What is a Woody
A Woody is an innuendo-based slang term referring to a strong, rapid upward movement in the stock market.
BREAKING DOWN Woody
A Woody is a crude term describing a strong and rapid upward stock market movement. Based in sexual innuendo, this is one of the many analogies based in visualizations of stock market performance via charts. When a specific security or a market suddenly performs well, an investor or analyst may jokingly indicate that the stock or market has a woody, indicating that a sharp, strong upturn in performance will result in positive benefits for investors.
Slang terms are widespread in stock market analysis, and the metaphors invoked through use of such slang terms are often useful for both inexperienced investors as well as veterans to convey information quickly and effectively.
More than a few trading terms have sexual connotations, which has prompted more than a few writers to venture into writing fan fiction and erotica fueled by some of the more suggestive financial terms. The legendary Monty Python comedy troupe lampooned this proclivity for financial innuendo in their famous “Stock Exchange Report” sketch.

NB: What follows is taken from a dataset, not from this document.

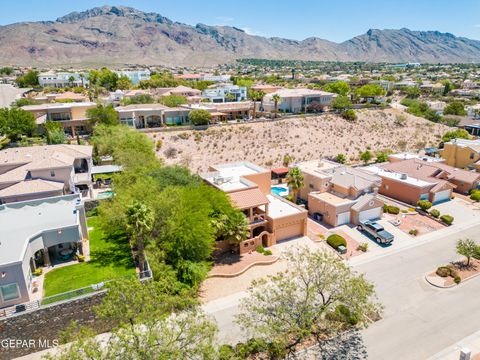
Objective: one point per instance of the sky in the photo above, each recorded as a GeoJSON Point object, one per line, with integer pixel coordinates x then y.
{"type": "Point", "coordinates": [334, 20]}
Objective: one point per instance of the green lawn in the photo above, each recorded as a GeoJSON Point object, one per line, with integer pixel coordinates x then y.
{"type": "Point", "coordinates": [109, 259]}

Woodies, Upturns and Other Market Growth Movements
There are many ways to describe positive performance in stock market performance, and while woody is one of the more graphic and inexact terms, others have more specific definitions that make them useful in describing market performance.
Uptick, for instance, indicates a slight increase the performance of a stock or market, usually marked over a short period of time. Analysts may be more likely to describe a woody as a more aggressive increase than an uptick.
An upswing, may be a more comparable term to otherwise describe the kind of performance a woody might represent. While an upswing can certainly describe a longer arc of improvement of a stock or market, it is certainly a term which is relevant for describing a short, sudden improvement in the value of a stock or market.
An upturn in market suggests a longer-term improvement in stock market performance. For instance, upturn is often used to describe the shift that occurs when a bear market shifts into a bull market.
A long-term upward market trend is known as a bull market, and a security that is surging upward can be said be bullish. So-named for the tendency of bulls to attack opponents by swinging their horns in an upward motion, a woody performance in a stock or market could certainly signal the beginning of a bullish period.